In [1]:
from reinforcement_learning import EpsilonGreedy
from reinforcement_learning import NeuralNetwork
from reinforcement_learning import ReplayMemory
from reinforcement_learning import LinearControlSignal

import numpy as np
import random

In [2]:
class Environment:
    
    def __init__(self):
        self.n_queries = 0
    
    def getState(self):
        return np.array([[self.n_queries]])
    
    def calculateReward(self, action):
        if action == 0 and self.n_queries > 5:
            return 0.8
        elif action == 0 and self.n_queries <= 5:
            return -0.8
        elif action == 1 and self.n_queries > 5:
            return -0.8
        elif action == 1 and self.n_queries <= 5:
            return 0.8
            
    
    def step(self, action):
        # More queries show up.
        self.n_queries += random.randint(0, 5)
        
        # User answers some.
        self.n_queries -= random.randint(0, self.n_queries)
        
        state = np.array([[self.n_queries]])
        
        reward = self.calculateReward(action)
        
        # Placeholder
        end_episode = 0
        
        info = ''
        
        return [state, reward, end_episode, info]
    
    def get_action_meanings(self):
        return ['Fully Autonomous', 'Not Autonomous']

In [3]:
# Create the game-environment using OpenAI Gym.
env = Environment()

# The number of possible actions that the agent may take in every step.
num_actions = 2

# Whether we are training (True) or testing (False).
training = True

# Whether to use logging during training.
use_logging = False

if use_logging and training:
    # Used for logging Q-values and rewards during training.
    log_q_values = LogQValues()
    log_reward = LogReward()
else:
    log_q_values = None
    log_reward = None

# List of string-names for the actions in the game-environment.
action_names = env.get_action_meanings()

# Epsilon-greedy policy for selecting an action from the Q-values.
# During training the epsilon is decreased linearly over the given
# number of iterations. During testing the fixed epsilon is used.
epsilon_greedy = EpsilonGreedy(start_value=1.0,
                                    end_value=0.1,
                                    num_iterations=1e6,
                                    num_actions=num_actions,
                                    epsilon_testing=0.01)

if training:
    # The following control-signals are only used during training.
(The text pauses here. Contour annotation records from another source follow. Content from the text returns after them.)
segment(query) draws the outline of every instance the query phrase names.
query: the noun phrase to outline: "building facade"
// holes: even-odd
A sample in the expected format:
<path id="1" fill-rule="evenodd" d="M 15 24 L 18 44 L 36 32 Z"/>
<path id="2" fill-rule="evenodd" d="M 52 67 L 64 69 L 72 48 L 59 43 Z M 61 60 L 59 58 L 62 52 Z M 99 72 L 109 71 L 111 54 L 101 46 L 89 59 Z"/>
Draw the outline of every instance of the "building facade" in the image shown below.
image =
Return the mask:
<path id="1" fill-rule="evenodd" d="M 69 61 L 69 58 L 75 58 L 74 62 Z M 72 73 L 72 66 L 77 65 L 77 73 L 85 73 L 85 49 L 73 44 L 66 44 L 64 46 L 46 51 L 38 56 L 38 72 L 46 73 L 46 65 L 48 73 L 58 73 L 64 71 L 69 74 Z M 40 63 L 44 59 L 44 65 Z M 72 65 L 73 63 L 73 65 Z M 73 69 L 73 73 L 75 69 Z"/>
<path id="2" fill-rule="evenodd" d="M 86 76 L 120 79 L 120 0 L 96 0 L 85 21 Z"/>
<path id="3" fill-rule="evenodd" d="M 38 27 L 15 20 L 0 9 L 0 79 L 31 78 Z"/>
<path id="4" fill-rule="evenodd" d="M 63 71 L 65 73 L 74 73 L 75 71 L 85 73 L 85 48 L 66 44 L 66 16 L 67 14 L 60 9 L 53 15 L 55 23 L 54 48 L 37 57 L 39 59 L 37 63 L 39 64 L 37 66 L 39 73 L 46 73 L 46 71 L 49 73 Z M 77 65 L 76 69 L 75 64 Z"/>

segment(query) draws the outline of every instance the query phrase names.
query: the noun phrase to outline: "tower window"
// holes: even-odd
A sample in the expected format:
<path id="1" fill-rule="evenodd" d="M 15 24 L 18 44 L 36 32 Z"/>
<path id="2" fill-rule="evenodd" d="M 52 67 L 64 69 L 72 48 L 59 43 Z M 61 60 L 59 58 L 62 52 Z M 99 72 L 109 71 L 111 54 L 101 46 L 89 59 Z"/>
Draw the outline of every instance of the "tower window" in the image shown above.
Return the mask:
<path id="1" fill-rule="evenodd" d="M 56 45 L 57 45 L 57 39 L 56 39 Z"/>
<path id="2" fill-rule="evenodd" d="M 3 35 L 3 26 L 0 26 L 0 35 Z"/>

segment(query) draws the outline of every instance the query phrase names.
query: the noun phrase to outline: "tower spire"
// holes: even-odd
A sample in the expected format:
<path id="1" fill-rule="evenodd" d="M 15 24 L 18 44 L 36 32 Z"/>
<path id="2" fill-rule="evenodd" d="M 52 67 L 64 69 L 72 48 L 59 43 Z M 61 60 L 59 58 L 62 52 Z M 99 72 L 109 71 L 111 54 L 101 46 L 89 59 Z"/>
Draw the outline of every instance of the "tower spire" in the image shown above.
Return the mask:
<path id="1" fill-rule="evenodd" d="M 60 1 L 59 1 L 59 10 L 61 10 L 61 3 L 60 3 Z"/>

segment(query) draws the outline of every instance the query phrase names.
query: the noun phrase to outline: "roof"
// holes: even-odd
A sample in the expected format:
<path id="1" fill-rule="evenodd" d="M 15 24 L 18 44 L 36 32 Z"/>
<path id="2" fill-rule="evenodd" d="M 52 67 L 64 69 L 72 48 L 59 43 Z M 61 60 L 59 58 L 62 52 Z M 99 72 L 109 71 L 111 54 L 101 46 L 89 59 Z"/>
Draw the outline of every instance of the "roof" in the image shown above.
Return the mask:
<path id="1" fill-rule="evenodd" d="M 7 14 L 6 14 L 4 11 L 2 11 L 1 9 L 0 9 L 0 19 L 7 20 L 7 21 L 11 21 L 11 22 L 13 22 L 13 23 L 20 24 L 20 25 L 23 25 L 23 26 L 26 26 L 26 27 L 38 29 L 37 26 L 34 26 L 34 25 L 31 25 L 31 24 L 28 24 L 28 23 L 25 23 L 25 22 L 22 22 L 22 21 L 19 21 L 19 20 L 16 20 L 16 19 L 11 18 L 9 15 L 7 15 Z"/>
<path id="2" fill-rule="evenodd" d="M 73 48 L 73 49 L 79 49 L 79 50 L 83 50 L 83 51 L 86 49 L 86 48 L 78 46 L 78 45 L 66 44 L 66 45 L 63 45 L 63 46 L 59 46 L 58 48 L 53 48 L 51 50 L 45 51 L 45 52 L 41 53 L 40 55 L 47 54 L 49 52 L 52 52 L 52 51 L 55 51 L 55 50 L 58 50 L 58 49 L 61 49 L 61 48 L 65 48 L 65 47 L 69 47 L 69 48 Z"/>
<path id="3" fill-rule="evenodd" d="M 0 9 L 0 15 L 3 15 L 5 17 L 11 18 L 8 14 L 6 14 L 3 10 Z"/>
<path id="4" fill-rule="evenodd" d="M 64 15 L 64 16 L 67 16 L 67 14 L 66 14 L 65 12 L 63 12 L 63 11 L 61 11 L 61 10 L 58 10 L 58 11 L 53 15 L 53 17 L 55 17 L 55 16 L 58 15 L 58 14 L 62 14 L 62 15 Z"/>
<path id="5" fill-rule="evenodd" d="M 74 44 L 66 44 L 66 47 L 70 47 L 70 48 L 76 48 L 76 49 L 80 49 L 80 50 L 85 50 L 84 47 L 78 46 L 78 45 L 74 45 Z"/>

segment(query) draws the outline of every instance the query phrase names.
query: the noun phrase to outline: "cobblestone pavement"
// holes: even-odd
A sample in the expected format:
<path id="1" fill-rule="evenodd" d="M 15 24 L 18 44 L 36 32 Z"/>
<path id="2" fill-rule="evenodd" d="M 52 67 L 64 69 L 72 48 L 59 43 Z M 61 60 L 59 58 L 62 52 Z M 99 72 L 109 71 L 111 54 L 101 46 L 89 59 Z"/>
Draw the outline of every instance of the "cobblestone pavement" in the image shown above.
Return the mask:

    # The learning-rate for the optimizer decreases linearly.
    learning_rate_control = LinearControlSignal(start_value=1e-3,
                                                     end_value=1e-5,
                                                     num_iterations=5e6)

    # The loss-limit is used to abort the optimization whenever the
    # mean batch-loss falls below this limit.
    loss_limit_control = LinearControlSignal(start_value=0.1,
                                                  end_value=0.015,
                                                  num_iterations=5e6)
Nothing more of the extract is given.